A POLICEWOMAN who suffered discrimination and harassment at the hands of fellow officers in North Yorkshire has been awarded £20,000 in damages.
The former firearms officer – identified only as Miss M for security reasons – raised a catalogue of complaints, including being asked by a training inspector if she wanted a pink gun.
During a training session, she was ordered to follow a sniffer dog to a cabinet which contained pornographic magazines. Miss M was also told that women did not have loud enough voices to shout during operations.
At the end of last year, an employment tribunal in London found in favour of the officer in three out of seven claims she made against North Yorkshire Police.
Miss M’s solicitor, Damian Kelly, yesterday confirmed the award of £20,000 in damages to his client, who no longer works as a firearms officer but is still a serving police officer.
Last night the North Yorkshire force pledged to learn lessons from the case.
The county’s police and crime commissioner, Julia Mulligan, said: “This was clearly a distressing case for the officer, and it is right she has been awarded damages.
“We must now focus on the lessons we have learned and improve the support for officers who make complaints.
“Speaking generally, I know how difficult it can be for a woman in a male-dominated environment. I want to ensure we have a fair and equal workplace for all.”
A spokesman for North Yorkshire Police said: “In view of the tribunal’s earlier findings, the force accepts that the claimant officer was entitled to an award of damages.
“These have been assessed as being in the middle band of the amounts set out in the law for compensation for injury to feelings in cases of this kind.
“We take on board the tribunal’s additional award for extra distress caused, in the main, by the officer’s original complaints not having been investigated as quickly as they ought to have been.
“The force does not intend to appeal against the tribunal’s awards.
“Lessons learned from the case have been, and will continue to be, carried into effect.

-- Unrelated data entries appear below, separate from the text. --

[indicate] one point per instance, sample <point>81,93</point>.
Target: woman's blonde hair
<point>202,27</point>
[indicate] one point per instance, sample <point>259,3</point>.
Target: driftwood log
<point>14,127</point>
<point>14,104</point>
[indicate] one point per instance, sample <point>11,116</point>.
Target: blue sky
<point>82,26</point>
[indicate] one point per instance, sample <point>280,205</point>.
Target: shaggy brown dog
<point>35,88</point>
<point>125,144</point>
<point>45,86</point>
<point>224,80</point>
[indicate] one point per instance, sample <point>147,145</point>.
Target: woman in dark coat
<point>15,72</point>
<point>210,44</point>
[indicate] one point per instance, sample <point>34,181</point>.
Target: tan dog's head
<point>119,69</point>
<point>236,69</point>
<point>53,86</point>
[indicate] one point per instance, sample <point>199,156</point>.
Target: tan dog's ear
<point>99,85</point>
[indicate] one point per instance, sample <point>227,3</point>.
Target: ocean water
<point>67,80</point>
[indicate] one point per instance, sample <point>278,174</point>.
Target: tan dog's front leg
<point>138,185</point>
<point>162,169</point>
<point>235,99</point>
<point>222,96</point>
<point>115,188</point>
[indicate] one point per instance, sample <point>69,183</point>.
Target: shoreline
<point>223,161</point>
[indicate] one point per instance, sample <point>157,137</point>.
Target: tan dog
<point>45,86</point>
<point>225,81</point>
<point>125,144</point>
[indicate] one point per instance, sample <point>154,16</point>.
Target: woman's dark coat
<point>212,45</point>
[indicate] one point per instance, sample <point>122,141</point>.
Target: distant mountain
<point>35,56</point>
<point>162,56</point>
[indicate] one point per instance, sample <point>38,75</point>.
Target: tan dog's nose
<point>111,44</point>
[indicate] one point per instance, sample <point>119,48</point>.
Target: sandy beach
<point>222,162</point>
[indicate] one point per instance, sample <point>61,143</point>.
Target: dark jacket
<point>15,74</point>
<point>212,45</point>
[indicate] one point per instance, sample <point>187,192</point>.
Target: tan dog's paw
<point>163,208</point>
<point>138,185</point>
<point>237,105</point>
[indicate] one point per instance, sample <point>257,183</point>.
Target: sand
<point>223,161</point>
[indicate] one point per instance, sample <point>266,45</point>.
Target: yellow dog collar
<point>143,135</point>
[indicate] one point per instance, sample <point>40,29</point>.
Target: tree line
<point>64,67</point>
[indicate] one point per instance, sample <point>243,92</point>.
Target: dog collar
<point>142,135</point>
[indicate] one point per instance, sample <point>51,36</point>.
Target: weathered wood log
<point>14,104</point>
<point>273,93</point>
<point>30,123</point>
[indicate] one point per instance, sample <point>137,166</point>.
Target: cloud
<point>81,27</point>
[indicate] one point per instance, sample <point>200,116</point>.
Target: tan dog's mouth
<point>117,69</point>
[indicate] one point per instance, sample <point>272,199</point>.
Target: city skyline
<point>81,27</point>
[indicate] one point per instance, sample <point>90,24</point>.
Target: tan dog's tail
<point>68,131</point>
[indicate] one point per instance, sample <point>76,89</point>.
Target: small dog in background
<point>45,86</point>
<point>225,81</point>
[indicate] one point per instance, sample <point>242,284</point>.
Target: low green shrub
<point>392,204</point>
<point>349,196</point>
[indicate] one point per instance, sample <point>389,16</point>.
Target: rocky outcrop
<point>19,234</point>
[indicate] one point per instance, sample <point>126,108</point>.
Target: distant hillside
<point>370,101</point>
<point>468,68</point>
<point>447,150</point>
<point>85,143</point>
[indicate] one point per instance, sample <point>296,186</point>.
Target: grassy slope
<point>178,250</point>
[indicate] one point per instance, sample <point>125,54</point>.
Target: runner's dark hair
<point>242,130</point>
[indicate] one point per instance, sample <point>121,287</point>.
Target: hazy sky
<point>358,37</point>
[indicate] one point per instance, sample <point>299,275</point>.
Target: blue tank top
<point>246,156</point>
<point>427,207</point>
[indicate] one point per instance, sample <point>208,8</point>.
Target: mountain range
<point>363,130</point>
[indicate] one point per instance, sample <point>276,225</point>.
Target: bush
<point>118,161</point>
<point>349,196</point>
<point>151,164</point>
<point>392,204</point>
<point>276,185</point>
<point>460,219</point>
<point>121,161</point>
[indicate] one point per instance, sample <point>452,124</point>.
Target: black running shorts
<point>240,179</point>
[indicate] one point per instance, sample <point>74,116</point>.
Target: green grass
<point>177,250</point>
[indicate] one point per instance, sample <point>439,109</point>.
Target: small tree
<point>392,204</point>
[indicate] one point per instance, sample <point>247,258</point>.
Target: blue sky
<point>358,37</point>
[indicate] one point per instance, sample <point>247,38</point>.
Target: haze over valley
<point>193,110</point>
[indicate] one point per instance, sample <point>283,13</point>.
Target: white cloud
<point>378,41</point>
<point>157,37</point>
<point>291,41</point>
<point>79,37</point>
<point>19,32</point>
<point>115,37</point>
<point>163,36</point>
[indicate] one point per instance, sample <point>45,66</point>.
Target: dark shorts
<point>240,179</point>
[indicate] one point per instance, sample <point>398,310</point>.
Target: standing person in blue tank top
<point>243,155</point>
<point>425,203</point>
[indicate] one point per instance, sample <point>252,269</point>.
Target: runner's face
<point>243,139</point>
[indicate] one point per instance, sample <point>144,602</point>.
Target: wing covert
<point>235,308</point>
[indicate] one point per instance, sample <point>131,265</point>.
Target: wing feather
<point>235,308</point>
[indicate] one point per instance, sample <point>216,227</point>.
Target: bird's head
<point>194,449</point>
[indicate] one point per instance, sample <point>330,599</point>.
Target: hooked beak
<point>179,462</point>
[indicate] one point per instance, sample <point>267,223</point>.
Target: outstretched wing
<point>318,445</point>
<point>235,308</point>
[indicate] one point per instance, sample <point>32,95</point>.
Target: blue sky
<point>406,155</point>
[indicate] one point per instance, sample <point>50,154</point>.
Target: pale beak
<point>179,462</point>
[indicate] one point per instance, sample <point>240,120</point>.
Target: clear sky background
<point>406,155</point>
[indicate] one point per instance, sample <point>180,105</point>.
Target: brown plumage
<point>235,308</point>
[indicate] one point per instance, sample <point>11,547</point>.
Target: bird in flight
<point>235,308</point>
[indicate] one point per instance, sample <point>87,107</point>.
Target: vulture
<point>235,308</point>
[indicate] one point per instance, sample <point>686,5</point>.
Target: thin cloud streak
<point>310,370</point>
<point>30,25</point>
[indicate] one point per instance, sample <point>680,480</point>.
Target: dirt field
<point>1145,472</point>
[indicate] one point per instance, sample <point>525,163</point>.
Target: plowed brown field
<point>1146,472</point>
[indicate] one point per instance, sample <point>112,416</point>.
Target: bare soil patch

For legal reasons – including the national security rules which apply to aspects of the case – we are not in a position to issue any further statement about the issues in this claim.”
The tribunal found North Yorkshire Police had subjected Miss M to harassment in respect of “cultural issues” in the firearms unit, discriminated against and victimised her by failing to deal with her complaints and indirectly discriminated against her by failing to supply body armour.
However, it also decided the force did not discriminate over Miss M wanting to take leave to pursue a sport, a firearms assessment or an order from the chief constable and it concluded she had not been adversely affected by whistleblowing.
Miss M completed her training as an authorised firearms officer in 2006. Between 2006 and 2010 she would periodically attend courses run by the North Yorkshire Police firearms training unit.
The tribunal stated she was subjected to “a hostile environment” as “the trainers were mindful that [Miss M] was something of a novelty, being one of only a very small number of female officers in the firearms unit”.
Its ruling also said: “It is certainly the case that the trainers had little or no diversity and equal opportunities training.”
After December’s verdict, Mr Kelly said: “It is very unfortunate that this case ever came before an employment tribunal.
“There were many opportunities when North Yorkshire Police could and should have sorted the underlying issues. Time, money and a great deal of stress to [Miss M] could have been avoided.”
He went on: “No organisation is without fault but when those faults are reported by a serving police officer they should be taken seriously and not “brushed under the carpet” as the employment tribunal has found.”
Mr Kelly also said: “[Miss M] is a well-liked officer and has colleagues supporting her, but the tribunal’s findings against the force are tinged with sadness as she had wanted to be a firearms officer.”